Thank you for your excellent edits to this page.

However, I did note that your removed the statement that the term "monoculture" is pejorative. I believe that it is, based on the fact that I have not encountered any nonpejorative use of it either in literature or in spoken English. Those who use growing techniques involving a single-species crop do not use the term.

Kat 17:28 13 Jun 2003 (UTC)

Interesting. You probably are right more than me. That is interesting because it is a very commonly used word in french, and not pejorative in the least. Curious.

Officially, we use "monoculture" for one species culture, "multiculture" for several species but no animals, and "polyculture-élevage" for a farm dealing with crops and cattle/pigs/sheeps...official terminology, used by farmers as well as govt agencies or corporations.

Which words do you use then ? In particular, which word do you use to describe monoculture if monoculture is not the one used ?

User:Anthere

The term continuous corn is used where corn (maize) is planted more than one year in a row in the same location. Permanent pasture is used for pasture areas that are not plowed down and planted to grain crops periodically.

These are the only two land uses that are common in my area that do not involve periodic rotation (except perhaps timber production, orchards, and other woody agriculture).

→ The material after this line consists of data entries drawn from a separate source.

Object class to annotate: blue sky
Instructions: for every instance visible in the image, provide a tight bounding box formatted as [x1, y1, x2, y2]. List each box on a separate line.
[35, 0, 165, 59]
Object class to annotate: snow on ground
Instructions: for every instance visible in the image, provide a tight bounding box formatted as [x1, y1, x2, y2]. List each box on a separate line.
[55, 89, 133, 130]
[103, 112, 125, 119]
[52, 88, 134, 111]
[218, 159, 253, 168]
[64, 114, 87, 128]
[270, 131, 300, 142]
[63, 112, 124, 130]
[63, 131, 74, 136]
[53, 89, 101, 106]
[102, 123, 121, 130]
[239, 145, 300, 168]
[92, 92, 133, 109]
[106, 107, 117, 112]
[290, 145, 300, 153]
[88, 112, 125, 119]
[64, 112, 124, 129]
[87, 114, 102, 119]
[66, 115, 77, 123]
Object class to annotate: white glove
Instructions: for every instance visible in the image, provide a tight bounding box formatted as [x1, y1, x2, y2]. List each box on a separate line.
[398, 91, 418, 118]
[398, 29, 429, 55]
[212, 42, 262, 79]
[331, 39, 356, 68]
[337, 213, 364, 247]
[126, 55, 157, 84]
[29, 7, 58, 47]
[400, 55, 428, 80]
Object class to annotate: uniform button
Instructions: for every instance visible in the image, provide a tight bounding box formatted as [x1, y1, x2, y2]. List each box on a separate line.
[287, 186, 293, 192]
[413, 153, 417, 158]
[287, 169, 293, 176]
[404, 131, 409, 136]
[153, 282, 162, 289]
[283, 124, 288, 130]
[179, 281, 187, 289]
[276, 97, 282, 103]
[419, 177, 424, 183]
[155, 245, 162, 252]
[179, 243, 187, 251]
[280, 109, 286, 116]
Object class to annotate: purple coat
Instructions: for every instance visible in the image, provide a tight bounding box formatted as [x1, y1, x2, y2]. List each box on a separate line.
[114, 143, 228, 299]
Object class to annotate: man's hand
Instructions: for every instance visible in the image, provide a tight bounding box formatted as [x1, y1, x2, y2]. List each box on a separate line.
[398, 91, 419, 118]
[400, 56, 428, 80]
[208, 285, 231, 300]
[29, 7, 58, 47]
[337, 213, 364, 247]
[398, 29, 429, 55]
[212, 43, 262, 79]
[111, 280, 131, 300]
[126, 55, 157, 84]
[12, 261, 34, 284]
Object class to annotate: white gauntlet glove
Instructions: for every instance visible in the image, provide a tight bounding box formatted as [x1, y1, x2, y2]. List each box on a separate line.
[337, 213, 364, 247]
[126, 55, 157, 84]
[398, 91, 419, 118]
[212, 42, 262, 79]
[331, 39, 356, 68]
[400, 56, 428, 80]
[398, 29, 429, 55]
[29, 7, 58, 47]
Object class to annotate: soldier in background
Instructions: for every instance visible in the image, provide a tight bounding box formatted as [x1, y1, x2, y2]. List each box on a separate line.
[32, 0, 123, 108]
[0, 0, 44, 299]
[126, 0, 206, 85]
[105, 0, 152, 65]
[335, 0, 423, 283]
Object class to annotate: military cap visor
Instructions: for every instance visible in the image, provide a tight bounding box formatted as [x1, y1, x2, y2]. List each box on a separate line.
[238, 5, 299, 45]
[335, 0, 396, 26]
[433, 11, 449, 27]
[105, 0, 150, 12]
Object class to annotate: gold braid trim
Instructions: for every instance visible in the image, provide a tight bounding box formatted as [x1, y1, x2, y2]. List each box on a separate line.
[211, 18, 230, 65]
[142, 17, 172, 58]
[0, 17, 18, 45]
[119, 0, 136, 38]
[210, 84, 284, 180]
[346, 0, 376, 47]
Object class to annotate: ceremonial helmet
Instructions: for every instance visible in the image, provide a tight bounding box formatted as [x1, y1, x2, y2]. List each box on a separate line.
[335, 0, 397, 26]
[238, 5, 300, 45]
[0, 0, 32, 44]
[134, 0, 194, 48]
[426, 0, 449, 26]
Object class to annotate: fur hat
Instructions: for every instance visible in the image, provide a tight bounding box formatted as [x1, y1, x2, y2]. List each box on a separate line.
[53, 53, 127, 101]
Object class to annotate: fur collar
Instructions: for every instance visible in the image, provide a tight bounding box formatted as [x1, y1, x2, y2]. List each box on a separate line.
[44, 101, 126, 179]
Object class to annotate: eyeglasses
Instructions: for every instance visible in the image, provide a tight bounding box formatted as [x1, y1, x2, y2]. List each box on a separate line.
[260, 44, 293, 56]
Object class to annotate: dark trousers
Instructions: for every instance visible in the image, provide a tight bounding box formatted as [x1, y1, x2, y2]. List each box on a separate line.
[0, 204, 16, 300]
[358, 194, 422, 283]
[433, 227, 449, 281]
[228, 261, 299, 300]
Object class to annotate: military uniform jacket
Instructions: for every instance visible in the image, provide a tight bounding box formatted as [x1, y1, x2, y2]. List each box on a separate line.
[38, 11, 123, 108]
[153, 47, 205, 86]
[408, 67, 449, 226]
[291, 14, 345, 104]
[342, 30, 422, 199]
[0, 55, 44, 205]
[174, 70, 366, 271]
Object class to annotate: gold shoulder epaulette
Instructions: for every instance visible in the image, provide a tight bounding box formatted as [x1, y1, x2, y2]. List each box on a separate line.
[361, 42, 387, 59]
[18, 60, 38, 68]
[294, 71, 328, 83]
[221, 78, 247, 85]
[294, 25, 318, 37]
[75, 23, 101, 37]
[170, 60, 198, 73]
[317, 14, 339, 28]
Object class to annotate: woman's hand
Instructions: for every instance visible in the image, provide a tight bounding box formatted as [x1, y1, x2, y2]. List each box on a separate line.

A farm that raises only grain (no animals) is usually called either a "cash grain farm", "cash crop farm", or sometimes just "crop farm" or "grain farm". Grain farms that raise only corn are rare, since the practice is usually accompanied by dairy cattle.

There is no special term in common use for farms that have both livestock and grain.

There are some examples of the terminology in the farm business management page at http://www.mgt.org or at http://www.nass.usda.gov

In my area, Corn-soybean rotations are the most common, followed by corn-soybeans-oats-alfalfa, where the alfalfa is underseeded with the oats and harvested for several years following the seeding year. Some operators leave out the beans and rotate corn-oats-alflafa. There is some continuous corn, mainly by dairy operators that need the silage, and there are a few corn-soybeans-oats rotations used for erosion control on sensitive sites. There is some permanent pasture and some more or less permanent grass hay, and a little bit of rotational grazing on alfalfa that is in rotation with corn and soybeans. There is some sweet corn, green peas, and edible green beans that are grown for commercial canning and freezing, that is fit into the rotation wherever it works.

Areas with less rainfall are more wheat-oriented, and there are a variety of three year and four year rotations used for that.